42. Mas reitera-se: da prova de tal facto não dependia a boa decisão da causa, uma vez que tais créditos resultavam não das obrigações penhoradas, mas da decisão da assembleia e respectiva homologação.
43. Independentemente de se encontrarem cumpridas as obrigações da embargante, emergentes das medidas de reestruturação adoptadas, os títulos depositados e ora penhorados, não incorporam qualquer direito, a partir do momento em que os créditos que titulavam foram considerados no processo de recuperação.

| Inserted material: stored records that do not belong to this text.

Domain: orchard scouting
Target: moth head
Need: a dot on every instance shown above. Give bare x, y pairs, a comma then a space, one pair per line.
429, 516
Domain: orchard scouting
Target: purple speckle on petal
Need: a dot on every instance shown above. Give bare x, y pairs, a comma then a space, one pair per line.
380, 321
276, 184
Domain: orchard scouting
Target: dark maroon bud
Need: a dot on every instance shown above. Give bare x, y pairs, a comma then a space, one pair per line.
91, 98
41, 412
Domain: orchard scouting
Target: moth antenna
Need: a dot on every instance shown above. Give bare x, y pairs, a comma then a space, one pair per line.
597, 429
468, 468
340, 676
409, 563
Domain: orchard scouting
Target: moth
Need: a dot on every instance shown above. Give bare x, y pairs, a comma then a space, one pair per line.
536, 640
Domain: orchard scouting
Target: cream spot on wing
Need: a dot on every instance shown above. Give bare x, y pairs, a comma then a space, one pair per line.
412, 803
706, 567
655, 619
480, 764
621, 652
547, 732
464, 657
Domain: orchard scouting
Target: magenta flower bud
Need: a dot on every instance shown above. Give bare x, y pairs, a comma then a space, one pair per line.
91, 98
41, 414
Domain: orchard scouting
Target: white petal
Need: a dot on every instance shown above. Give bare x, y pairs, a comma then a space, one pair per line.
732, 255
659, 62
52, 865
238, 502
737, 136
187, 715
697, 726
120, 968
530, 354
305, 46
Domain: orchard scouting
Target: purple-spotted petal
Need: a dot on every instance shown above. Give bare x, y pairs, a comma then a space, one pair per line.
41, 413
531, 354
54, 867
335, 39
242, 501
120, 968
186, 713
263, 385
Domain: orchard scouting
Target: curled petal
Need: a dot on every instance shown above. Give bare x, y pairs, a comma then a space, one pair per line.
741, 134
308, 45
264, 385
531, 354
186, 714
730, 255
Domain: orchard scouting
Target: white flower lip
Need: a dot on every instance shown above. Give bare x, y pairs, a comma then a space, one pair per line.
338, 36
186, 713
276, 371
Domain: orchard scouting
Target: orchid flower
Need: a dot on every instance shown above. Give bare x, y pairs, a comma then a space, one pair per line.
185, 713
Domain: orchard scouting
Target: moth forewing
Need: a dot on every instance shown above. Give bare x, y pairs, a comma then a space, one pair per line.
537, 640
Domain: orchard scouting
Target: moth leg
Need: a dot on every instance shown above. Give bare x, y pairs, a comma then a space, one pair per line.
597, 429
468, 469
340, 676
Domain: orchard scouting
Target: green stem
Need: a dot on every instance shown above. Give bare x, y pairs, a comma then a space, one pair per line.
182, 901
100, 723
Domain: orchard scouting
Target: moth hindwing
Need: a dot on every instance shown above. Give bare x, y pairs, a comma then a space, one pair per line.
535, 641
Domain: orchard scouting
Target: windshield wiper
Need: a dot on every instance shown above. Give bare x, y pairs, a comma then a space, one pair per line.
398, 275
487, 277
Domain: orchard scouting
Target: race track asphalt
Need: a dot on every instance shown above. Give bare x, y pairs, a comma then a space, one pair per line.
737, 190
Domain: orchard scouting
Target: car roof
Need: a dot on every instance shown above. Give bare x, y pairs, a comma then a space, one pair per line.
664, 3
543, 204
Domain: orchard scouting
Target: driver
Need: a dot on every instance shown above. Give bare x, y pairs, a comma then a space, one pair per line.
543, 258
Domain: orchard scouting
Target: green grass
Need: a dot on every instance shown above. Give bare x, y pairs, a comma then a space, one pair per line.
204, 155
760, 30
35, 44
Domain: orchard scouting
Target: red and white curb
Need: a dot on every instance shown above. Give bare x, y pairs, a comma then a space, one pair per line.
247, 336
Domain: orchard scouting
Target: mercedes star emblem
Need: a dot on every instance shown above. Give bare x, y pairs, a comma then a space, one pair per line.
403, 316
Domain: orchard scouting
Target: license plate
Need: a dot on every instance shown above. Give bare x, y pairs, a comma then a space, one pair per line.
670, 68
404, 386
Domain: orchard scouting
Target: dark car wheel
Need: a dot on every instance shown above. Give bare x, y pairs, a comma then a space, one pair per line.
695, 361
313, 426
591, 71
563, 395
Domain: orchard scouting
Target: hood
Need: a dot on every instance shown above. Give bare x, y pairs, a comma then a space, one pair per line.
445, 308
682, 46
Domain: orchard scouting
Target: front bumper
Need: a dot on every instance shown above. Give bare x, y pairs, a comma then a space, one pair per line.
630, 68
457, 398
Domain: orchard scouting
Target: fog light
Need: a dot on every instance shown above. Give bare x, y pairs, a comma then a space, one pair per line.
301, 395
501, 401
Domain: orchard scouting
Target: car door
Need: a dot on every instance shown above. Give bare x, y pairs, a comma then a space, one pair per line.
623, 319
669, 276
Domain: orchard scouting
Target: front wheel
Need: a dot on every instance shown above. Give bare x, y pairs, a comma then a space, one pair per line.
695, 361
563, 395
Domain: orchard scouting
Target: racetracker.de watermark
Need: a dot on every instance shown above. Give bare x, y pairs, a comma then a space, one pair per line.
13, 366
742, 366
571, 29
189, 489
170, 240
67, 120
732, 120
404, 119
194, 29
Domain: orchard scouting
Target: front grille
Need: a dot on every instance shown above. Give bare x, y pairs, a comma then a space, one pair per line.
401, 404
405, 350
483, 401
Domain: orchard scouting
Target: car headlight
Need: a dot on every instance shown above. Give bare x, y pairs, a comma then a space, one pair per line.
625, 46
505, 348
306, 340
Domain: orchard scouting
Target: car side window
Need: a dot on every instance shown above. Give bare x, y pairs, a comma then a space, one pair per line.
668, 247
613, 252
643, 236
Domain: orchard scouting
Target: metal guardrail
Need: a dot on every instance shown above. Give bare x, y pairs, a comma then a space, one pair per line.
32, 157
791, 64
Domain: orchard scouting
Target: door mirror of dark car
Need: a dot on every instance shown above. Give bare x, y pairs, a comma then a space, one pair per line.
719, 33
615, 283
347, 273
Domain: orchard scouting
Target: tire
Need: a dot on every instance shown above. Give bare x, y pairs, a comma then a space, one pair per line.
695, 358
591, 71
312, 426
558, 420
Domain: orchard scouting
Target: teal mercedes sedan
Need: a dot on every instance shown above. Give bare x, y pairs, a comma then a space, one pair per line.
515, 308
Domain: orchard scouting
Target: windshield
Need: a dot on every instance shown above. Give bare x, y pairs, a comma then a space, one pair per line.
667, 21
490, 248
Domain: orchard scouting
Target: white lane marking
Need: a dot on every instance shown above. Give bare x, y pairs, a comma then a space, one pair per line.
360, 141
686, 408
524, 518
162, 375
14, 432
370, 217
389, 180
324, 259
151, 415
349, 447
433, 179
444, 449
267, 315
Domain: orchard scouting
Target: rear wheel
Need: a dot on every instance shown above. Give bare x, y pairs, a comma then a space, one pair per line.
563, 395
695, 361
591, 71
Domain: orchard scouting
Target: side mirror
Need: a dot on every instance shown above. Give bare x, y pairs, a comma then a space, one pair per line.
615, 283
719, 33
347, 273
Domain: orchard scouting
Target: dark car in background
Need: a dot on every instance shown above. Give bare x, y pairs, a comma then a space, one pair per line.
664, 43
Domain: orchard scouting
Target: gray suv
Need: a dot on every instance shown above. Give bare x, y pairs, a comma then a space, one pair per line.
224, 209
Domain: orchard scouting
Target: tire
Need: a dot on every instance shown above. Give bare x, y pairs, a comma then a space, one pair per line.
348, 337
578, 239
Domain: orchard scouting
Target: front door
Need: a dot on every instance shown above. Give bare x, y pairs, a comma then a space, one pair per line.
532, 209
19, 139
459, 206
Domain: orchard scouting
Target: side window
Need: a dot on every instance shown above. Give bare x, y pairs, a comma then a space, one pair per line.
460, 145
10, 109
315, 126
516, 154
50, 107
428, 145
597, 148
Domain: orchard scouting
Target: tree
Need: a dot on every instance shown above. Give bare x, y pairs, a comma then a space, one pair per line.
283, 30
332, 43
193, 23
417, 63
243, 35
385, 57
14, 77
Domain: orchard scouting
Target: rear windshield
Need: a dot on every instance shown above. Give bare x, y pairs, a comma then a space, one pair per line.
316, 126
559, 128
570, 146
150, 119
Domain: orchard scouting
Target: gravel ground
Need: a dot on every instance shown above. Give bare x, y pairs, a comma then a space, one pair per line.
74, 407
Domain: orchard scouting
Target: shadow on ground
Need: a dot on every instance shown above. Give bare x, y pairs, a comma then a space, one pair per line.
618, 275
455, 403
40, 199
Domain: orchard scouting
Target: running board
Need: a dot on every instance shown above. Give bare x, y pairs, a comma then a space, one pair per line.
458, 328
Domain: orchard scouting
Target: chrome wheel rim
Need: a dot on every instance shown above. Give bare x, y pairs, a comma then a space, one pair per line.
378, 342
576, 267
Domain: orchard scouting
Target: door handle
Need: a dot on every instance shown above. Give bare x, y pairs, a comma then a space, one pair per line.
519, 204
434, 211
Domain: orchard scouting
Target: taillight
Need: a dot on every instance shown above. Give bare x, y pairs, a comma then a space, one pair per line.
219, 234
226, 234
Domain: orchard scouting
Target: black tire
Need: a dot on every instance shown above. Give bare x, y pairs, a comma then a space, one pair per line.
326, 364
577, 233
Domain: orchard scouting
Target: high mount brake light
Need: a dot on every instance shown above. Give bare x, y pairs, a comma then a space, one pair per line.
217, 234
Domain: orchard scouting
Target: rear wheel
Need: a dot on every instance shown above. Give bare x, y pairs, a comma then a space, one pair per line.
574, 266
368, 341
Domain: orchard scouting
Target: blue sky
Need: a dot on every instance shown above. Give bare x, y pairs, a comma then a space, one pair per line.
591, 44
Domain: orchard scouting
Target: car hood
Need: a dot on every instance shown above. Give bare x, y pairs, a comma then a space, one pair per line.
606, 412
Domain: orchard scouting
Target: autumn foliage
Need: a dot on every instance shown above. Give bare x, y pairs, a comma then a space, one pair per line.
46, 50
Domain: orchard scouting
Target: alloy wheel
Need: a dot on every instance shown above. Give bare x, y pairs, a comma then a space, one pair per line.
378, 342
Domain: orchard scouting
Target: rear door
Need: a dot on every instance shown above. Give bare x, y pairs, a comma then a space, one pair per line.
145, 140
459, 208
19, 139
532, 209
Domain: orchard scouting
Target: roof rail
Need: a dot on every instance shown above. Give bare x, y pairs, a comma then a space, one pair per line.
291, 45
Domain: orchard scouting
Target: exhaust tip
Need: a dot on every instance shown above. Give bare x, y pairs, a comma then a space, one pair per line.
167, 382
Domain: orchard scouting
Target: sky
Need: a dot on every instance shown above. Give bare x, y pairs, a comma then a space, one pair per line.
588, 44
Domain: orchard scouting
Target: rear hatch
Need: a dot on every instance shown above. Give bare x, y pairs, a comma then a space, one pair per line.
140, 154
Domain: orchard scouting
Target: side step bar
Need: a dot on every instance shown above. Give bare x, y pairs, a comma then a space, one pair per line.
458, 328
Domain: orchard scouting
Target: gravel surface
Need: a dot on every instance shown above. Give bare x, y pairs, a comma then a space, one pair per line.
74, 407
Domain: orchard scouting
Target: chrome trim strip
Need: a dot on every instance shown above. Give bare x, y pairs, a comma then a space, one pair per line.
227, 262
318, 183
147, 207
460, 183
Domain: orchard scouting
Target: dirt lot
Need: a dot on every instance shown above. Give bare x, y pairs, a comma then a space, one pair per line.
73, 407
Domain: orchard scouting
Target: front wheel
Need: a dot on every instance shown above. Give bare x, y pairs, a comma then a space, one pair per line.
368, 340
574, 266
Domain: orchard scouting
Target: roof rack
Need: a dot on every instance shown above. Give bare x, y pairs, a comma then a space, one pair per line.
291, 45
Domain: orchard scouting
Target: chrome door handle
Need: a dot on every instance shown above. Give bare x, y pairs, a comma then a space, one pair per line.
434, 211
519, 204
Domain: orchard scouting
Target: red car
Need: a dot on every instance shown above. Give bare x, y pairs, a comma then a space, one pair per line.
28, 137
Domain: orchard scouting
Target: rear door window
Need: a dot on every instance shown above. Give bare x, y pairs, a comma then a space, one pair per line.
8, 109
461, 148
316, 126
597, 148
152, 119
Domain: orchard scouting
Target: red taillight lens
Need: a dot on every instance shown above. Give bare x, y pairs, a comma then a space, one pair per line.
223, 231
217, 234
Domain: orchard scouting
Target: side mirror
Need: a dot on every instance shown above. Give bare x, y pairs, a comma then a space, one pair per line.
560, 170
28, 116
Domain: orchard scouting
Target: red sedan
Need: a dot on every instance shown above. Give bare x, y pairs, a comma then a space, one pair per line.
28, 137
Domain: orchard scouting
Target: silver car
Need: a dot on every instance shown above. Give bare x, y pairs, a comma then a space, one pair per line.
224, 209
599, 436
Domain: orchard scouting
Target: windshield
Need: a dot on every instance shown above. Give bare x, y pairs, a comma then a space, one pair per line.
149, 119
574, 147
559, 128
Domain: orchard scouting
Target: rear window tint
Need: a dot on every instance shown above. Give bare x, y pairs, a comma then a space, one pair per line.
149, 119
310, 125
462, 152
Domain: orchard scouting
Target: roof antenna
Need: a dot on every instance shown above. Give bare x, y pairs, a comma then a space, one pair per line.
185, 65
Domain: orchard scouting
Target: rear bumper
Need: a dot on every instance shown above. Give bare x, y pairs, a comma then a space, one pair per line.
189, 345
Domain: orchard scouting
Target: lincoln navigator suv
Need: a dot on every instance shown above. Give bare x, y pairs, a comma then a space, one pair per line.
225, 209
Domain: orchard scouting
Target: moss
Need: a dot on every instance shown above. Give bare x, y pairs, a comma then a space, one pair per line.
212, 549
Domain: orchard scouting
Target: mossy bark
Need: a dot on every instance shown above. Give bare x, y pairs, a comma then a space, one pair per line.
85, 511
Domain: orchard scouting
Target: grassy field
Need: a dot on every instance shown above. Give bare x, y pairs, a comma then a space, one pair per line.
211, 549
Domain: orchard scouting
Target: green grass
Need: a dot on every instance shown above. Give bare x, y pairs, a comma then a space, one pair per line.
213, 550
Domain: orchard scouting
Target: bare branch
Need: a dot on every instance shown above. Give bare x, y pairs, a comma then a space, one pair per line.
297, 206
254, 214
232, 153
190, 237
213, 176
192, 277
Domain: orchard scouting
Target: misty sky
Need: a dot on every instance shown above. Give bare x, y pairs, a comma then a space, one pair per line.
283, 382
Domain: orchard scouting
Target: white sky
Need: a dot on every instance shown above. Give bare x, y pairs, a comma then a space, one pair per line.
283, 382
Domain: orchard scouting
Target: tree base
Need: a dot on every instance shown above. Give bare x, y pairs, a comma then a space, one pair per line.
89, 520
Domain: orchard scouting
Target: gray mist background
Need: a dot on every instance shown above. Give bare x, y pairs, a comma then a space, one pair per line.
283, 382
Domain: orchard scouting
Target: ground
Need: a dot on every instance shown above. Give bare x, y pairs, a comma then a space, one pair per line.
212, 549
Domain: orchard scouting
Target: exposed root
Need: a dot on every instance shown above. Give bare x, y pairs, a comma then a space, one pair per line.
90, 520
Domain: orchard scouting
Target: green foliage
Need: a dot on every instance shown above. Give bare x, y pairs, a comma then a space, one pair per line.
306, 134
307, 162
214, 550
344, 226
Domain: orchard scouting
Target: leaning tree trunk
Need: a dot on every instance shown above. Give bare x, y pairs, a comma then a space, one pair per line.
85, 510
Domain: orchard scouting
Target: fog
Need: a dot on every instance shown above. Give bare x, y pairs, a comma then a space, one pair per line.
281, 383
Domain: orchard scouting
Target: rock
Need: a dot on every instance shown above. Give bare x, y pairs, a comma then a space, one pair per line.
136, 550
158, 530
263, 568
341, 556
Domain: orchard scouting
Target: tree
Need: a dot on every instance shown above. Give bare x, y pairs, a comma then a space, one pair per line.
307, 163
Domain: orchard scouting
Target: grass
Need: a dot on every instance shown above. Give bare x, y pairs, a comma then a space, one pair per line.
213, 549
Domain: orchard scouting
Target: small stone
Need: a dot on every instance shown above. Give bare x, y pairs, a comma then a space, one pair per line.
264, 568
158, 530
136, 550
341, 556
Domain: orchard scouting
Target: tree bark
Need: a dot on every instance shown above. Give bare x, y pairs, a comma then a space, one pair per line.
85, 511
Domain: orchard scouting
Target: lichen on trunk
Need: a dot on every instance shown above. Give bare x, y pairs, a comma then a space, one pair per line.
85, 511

44. A sentença recorrida faz também errada aplicação do Direito.
45. Em sede de fundamentação de direito, aquela sentença elegeu como questão a resolver, a de saber quais são as consequências da homologação judicial definitiva das medidas de recuperação?
46. E concluiu até que, após citar os art.ºs 94.º e 95.º do CPEREF, “da conjugação dos citados preceitos resulta que, depois de homologada a deliberação da Assembleia de Credores, pela qual foram aprovadas as medidas de recuperação, por sentença transitada em julgado, tais medidas impõe-se a terceiros, operando-se uma modificação dos títulos executivos de que os credores envolvidos eram titulares, passando agora a valer como título executivo" a certidão da deliberação tomada e da respectiva homologação judicial."
47. Ora, tal construção não merece qualquer reparo.
48. A mesma permite-nos mesmo concluir exactamente que, na sequência da homologação judicial da decisão de aprovação das medidas de reestruturação, que incluíram, como vimos e sem qualquer dúvida, todos os créditos da C. titulados por obrigações emitidas pela aí Recuperanda, aqueles títulos restaram destituídos de qualquer valor e vazios da titularidade de qualquer crédito.
49. Os créditos titulados pelas obrigações em causa foram modificados, reduzidos, com caracter obrigatório, a partir e nos precisos termos da homologação da aprovação pela assembleia de credores das referidas medidas.
50. Sendo a certidão daquela aprovação e homologação o único título executivo dos direitos e obrigações resultantes de tais medidas, em caso de incumprimento das mesmas.
51. No entanto, a sentença Recorrida conclui em sentido diverso e em manifesta contradição com o enquadramento jurídico que desenhara.
52. A decisão recorrida acaba pois por reconhecer, “contra legem", a sobrevivência de outros títulos (as obrigações penhoradas) a par, ou mesmo para além, das certidões do processo de recuperação eleitas pelo n.º 2 do art.º 92.º do CPEREF.
53. Ora, considerando as disposições legais citadas pela própria sentença, não pode qualquer crédito reconhecido no processo de Recuperação "sobreviver" assente em título diverso da certidão da aprovação e homologação das medidas de reestruturação.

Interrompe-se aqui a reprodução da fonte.